I’ve never been a big fan of polls and handicapping political races. It somehow seems that besides not being particularly accurate, it promotes an approach to politics and leadership that isn’t particularly beneficial for our country. Today, I read a few blog posts and a bunch of emails that has gotten me to think a lot more about this.
First, Jerome Armstrong has a post up suggesting the 2008 Democratic Nomination is Hillary's race to lose. Mostly, Armstrong was talking about the fake self-proclaimed "movement" that exhausts me of Obama. Is the race really already over?
One of the things that everyone talks about is how the polls, this far out, don’t really mean much. There are the standard comments about how well Lieberman was doing in the polls at this point in the cycle.
Well, I thought I would go and try to find some polls from around June 2003. I haven’t found any good national polls from June 2003, but one set of polls particularly caught my attention. It was the American Research Group’s New Hampshire polls for 2003. From January through July of 2003, John Kerry was in first place in the polls, with Howard Dean second. Some of this may well have been because they were both from neighboring states. During August through December, Gov. Dean passed Sen. Kerry, but when the votes were counted after the primary, Kerry won and Dean came in second. They were the only two that got delegates out of the primary.
Some of this may have been the results of Iowa, and ‘fladem’ has a diary up on MyDD about Iowa's impact on New Hampshire.
All of this takes me to a bigger question. What is it that we want out of our leaders? Some of this may have to do with looking at the polls and the results of caucuses. We want our leaders to be ‘winners’. Some of this may have to do with Obama’s movement. People want to be part of a winning team, a movement, a community, of some sort of group that they feel strong affinity to. Yet as others have pointed out, what some people really want, is to be part of a group bringing about meaningful change, and not just a ‘feel-good’ movement as Armstrong suggests.
This takes us to the issue of change. On a mailing list of group psychotherapists, I posed the question, "What happens when leaders admit their own failings? What would it be like if political candidates admitted they didn't know everything?" One person responded,
If they admitted this, as well as how they plan on compensating for it, such as an expert in the area they are not, proposed for their staff...I would feel more comfortable with my vote. However, I believe the old saying is true for most of the population...ignorance is bliss.
David Glyn went further,
Leaders don't create the posture of infallibiity - they fall in with, or succumb to it, because of the sense that stepping outside it is tantamount to stepping out of the recognisable field of political life. To create leadership in a different mold involves, not just leaders, but substantial parts of the groups they are seeking to lead achieving a shift of culture; to suggest otherwise, paradoxically, throws all responsibility and power back onto leaders.

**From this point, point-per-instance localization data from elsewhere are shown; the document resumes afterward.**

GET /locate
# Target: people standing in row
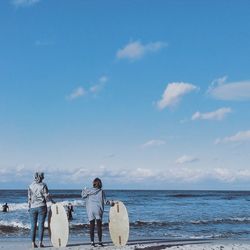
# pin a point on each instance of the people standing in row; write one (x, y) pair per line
(95, 201)
(38, 195)
(5, 208)
(70, 210)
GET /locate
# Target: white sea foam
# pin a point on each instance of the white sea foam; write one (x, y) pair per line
(14, 223)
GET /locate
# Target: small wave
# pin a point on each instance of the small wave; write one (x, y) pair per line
(14, 224)
(184, 195)
(244, 220)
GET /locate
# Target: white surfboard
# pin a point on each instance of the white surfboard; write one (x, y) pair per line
(58, 225)
(119, 224)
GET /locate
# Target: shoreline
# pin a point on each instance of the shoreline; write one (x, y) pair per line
(24, 244)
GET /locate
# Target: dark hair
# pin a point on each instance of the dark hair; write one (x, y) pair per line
(97, 183)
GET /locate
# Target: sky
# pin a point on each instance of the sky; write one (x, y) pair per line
(143, 94)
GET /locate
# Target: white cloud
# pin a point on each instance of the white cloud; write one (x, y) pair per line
(24, 3)
(241, 136)
(153, 143)
(186, 159)
(124, 176)
(76, 93)
(234, 91)
(218, 115)
(173, 93)
(136, 50)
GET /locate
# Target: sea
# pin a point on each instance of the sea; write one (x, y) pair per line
(154, 214)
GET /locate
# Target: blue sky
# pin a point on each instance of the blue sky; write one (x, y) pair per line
(144, 94)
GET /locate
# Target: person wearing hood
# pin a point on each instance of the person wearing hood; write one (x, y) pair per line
(38, 195)
(95, 201)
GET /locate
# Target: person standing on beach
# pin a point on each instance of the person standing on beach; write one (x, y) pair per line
(70, 210)
(38, 194)
(5, 208)
(95, 200)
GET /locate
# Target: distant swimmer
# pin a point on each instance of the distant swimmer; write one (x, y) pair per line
(5, 208)
(70, 210)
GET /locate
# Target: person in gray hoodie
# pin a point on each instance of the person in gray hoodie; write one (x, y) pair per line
(95, 201)
(38, 195)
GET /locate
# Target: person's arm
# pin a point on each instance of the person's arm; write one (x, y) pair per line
(107, 202)
(84, 193)
(46, 194)
(29, 198)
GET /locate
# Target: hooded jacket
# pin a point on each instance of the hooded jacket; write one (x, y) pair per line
(95, 200)
(37, 194)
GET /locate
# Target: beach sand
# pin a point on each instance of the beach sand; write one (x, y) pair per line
(171, 245)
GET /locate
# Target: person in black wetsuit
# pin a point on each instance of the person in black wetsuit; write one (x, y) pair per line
(5, 208)
(70, 210)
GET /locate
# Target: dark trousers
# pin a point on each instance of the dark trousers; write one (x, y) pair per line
(99, 230)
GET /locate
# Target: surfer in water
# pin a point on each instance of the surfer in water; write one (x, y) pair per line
(5, 208)
(70, 210)
(95, 201)
(38, 195)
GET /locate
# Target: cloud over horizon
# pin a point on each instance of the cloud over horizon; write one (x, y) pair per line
(136, 50)
(186, 159)
(82, 176)
(232, 91)
(241, 136)
(173, 94)
(217, 115)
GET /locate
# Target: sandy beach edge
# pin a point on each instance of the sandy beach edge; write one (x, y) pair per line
(146, 245)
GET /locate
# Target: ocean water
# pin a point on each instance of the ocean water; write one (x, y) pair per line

This takes me back to the whole idea of transformational politics. In the 2004 Presidential Primary cycle, Gov. Dean frequently told his supporters, “You have the power.” His message of political empowerment changed many people and some would suggest the course of U.S. politics. He didn’t end up getting elected President, but he is now chairman of the Democratic Party.
In the 2008 cycle, it seems as if Sen. Edwards comes the closest to ‘stepping out of the recognisable field of political life’. He has admitted that he was wrong in voting for the Iraq War Resolution and is working hard to make amends for it. He is running a campaign that echoes Gov. Dean’s message of empowerment, urging his supporters to take concrete action now to change our country and not simply waiting for some new leader to get elected in 2008.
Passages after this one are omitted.